Struggling to Meditate?

That’s okay. Times are intense right now. Perhaps some other resources are needed to resolve something deeper. My recommendation would be to keep trying to mediate in combination with exploring other resources. The combination may be the golden ticket to help you snap out of a downward spiral.

Below I’ve listed some other apps, but I strongly recommend asking yourself: who is in your support system? Reach out to your community. Stay connected to friends and family, and a therapist or coach if you have one.

Other Apps:

The Tapping Solution is an EFT tapping app for anxiety relief.

Talk Space is a free app that matches you with a licensed therapist in your state for tele-therapy. The sessions are not free, but generally more affordable than a traditional therapy.

Happify for life-changing micro-habits to raise your happiness set-point.

TalkLife is a judgment-free chat room for people struggling with self-harm, depression, anxiety, stress, eating disorders, bullying, or suicidal thoughts.

What’s Up? is based on Cognitive Behavioral Therapy and Acceptance Commitment Therapy to help users cope with mental-health issues like anxiety, depression, and anger.

Brain.FM “unlocks music’s potential to influence cognitive states” based on desired goals such as focus, relaxation, sleep, and more.

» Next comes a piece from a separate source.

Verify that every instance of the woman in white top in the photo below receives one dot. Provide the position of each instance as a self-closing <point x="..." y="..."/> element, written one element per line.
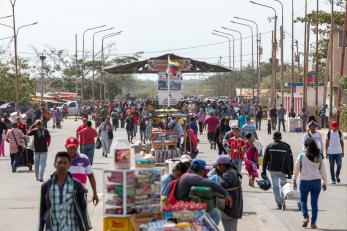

Is using an App too overwhelming?

Try this — an extremely simple self-love practice by leading meditation scholar Shauna Shapiro. Watch the 3 min video, it will only take you 3 seconds every morning.

Connection to Nature


@saraut_w32

With all the Zoom calls, FaceTime, and other technological pieces, perhaps using an app is not your jam. Or perhaps the thought of meditating with or without an app is too much right now. My recommendation is to simply make it a daily practice to walk outside. The advanced level would be to garden, get your hands in the dirt and plant some seeds. Connection to nature and fresh air, even if it’s just a walk down the block, can help you transition into more persistent states of calm and clarity. Make it a daily practice if meditation is not within reach, or better yet — do both. There is a lot of research that shows time outdoors will reduce stress too.

The balance of technology use with the natural world is absolutely essential, especially in high anxiety times.

A crisis can lead to great transformation, both individually and collectively.

The beautiful thing about meditation is, with discipline and practice you will find the repetitive stories of your narrative mind are largely not useful, and sometimes not even true. Meditation is a gateway of letting go of and transcending these illusionary stories — both your personal story and the global story.

Some call this experience nondual awareness or mystical experience. It is when we feel the interconnectedness of all life, without judgement. Simply pure consciousness; pure love, pure beauty.

Once you begin to tap into nondual awareness, you will begin to have a capacity to decipher the illusions of both society and your own internal wounding. You will be able to live beyond the falsehoods of misinformation, self-doubt, and outdated conditioning. It is an experience of waking up to the pure conscious reality where you can rest in what is real, true, and beautiful. This process can be deeply healing, transformative, and uncover an unlimited creativity and inspiration. Perhaps there you will find your unique gifts you never knew you had…

In a moment of human history when we are shifting away from mass consumerism and re-evaluating our core values, what better time to harness this deeper awakening? From consumer to creator.

Let’s rise to the occasion, together.